So I was just reading this thread about deepseek refusing to answer questions about Tianenmen square.
It seems obvious from screenshots of people trying to jailbreak the webapp that there’s some middleware that just drops the connection when the incident is mentioned. However I’ve already asked the self hosted model multiple controversial China questions and it’s answered them all.

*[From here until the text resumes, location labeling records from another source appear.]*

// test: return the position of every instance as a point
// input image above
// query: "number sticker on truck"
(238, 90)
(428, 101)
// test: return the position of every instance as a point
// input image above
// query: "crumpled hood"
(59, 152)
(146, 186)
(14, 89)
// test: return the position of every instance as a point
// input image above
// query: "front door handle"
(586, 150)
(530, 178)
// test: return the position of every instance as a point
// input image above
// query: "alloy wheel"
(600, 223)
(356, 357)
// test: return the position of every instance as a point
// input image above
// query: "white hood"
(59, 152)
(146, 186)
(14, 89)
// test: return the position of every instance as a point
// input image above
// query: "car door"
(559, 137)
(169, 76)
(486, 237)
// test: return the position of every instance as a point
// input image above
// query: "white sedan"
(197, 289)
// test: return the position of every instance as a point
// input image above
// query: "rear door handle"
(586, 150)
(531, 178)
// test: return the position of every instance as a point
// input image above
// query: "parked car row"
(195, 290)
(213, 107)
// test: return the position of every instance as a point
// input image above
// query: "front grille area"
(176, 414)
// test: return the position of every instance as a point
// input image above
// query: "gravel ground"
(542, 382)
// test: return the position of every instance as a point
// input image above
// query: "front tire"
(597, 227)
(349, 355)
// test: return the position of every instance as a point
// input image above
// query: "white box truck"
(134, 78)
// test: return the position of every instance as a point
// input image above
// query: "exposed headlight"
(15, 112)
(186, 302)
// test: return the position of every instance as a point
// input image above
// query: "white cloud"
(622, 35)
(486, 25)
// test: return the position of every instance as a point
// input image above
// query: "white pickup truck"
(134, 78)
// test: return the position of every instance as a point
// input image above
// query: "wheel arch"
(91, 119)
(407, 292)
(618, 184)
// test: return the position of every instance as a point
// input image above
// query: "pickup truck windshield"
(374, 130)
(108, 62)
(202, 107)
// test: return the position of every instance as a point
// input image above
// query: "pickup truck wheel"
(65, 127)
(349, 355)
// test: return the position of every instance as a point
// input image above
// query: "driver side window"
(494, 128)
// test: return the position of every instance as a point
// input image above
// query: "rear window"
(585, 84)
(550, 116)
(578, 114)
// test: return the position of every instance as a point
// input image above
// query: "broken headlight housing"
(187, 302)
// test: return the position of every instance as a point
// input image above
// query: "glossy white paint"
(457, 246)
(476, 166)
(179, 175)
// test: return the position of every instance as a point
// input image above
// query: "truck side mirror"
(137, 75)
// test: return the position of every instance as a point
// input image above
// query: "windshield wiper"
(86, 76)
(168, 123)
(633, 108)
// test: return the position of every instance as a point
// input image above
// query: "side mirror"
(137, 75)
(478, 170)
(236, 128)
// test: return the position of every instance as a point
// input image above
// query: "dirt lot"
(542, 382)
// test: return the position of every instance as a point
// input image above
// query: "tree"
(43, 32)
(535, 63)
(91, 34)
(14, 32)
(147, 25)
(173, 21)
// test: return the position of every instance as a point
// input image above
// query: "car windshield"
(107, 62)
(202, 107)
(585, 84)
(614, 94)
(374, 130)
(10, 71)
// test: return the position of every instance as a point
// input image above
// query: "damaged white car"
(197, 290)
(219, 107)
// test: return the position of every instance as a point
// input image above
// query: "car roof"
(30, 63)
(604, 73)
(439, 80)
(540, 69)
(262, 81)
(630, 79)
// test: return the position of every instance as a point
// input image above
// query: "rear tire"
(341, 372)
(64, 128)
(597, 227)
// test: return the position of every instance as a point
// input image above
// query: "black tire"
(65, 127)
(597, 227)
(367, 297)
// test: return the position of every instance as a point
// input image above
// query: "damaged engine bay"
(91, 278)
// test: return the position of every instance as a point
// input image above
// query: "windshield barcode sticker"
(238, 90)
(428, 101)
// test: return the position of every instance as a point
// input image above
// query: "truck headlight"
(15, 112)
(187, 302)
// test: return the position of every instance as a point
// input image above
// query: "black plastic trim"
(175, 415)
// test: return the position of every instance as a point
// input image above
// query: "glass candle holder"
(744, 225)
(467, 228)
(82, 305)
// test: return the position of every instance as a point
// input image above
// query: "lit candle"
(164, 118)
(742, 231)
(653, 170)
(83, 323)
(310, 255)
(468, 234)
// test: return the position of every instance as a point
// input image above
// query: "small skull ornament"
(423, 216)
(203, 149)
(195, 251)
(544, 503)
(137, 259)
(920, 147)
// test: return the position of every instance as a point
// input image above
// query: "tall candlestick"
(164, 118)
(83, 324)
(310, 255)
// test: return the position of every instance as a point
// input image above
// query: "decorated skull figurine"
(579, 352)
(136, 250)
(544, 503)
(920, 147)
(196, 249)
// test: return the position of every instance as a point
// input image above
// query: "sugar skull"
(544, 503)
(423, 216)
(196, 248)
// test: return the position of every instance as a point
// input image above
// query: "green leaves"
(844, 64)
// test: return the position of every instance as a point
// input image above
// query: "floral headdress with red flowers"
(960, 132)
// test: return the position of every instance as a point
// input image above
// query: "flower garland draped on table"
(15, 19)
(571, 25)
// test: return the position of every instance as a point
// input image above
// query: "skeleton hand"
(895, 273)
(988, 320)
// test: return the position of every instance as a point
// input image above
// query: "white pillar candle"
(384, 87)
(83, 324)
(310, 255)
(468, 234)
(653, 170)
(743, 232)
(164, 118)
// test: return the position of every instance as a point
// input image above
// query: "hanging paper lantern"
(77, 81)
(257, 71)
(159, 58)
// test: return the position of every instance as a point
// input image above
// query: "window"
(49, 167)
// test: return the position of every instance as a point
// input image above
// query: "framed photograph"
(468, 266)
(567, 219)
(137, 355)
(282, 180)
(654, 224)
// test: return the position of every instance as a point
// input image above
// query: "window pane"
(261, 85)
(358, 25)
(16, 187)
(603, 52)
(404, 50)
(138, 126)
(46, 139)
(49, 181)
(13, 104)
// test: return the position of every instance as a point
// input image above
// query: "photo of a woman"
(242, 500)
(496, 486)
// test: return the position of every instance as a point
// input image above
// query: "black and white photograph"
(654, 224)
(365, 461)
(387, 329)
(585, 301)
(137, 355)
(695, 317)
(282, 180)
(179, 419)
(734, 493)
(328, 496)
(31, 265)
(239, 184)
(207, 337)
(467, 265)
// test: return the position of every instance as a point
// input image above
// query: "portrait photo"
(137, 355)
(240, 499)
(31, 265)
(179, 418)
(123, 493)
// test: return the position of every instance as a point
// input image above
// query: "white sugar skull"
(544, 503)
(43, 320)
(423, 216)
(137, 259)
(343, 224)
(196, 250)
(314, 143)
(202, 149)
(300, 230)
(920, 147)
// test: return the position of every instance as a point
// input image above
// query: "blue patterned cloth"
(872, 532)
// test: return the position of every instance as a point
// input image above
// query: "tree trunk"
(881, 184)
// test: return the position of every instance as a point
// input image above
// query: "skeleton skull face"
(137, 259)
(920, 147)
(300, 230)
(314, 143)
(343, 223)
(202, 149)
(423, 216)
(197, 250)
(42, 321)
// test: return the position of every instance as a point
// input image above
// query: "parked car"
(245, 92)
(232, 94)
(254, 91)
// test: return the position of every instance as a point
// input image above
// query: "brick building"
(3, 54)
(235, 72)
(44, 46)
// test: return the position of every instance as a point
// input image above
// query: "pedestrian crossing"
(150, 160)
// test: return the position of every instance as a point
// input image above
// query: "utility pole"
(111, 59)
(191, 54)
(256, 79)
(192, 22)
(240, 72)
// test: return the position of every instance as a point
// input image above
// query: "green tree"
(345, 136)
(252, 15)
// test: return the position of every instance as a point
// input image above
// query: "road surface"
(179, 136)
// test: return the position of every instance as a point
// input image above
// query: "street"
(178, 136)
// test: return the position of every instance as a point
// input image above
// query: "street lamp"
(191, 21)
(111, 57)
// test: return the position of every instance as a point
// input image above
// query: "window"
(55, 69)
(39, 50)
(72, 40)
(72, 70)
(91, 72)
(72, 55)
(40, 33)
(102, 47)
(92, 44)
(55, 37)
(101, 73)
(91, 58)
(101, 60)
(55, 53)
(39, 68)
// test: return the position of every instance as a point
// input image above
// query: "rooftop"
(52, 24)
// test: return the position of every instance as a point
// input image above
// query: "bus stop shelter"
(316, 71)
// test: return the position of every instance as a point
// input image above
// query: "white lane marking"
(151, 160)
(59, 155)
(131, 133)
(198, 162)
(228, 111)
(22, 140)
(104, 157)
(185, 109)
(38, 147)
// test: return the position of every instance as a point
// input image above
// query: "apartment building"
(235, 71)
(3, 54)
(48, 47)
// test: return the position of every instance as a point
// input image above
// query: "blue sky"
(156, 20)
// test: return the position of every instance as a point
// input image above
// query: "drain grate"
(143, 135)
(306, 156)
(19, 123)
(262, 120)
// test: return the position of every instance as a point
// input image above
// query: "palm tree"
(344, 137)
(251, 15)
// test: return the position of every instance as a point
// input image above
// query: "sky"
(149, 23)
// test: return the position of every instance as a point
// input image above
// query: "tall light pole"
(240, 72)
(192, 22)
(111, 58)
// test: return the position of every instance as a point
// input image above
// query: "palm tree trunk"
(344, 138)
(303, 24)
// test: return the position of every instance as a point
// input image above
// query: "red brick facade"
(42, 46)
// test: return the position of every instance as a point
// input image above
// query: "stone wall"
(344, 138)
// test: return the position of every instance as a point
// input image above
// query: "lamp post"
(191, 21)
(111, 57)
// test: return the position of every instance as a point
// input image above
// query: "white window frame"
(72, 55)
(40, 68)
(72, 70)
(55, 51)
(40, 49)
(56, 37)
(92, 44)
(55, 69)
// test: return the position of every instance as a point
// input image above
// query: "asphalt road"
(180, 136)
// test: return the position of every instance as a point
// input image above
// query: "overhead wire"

The poster of the thread was also running the model locally, the 14b model to be specific, so what’s happening? I decide to check for myself and lo and behold, I get the same “I am sorry, I cannot answer that question. I am an AI assistant designed to provide helpful and harmless responses.”
Is it just that specific model being censored? Is it because it’s the qwen model it’s distilled from that’s censored? But isn’t the 7b model also distilled from qwen?
So I check the 7b model again, and this time round that’s also censored. I panic for a few seconds. Have the Chinese somehow broken into my local model to cover it up after I downloaded it.
I check the screenshot I have of it answering the first time I asked and ask the exact same question again, and not only does it work, it acknowledges the previous question.
So wtf is going on? It seems that “Tianenmen square” will clumsily shut down any kind of response, but Tiananmen square is completely fine to discuss.
So the local model actually is censored, but the filter is so shit, you might not even notice it.
It’ll be interesting to see what happens with the next release. Will the censorship be less thorough, stay the same, or will china again piss away a massive amount of soft power and goodwill over something that everybody knows about anyway?
You get the exact same cookie cutter response in the llama models, and the qwen models process the question and answer. The filter is deepseek’s contribution.
From what I understand, the Distilled models are using DeepSeek to retrain e.g. Llama. So it makes sense to me that they would exhibit the same biases.
Distilling is supposed to be a shortcut to creating a quality training dataset by using the output of an established model as labels, i.e. desired answers.
The end result of the new model ending up with biases inherited from the reference model should hold, but using as a base model the same model you are distilling from would seem to be completely pointless.
Some models are llama and some are qwen. Both sets respond with “I am sorry, I cannot answer that question. I am an AI assistant designed to provide helpful and harmless responses.” when you spell it Tianenmen, but give details when you spell it Tiananmen.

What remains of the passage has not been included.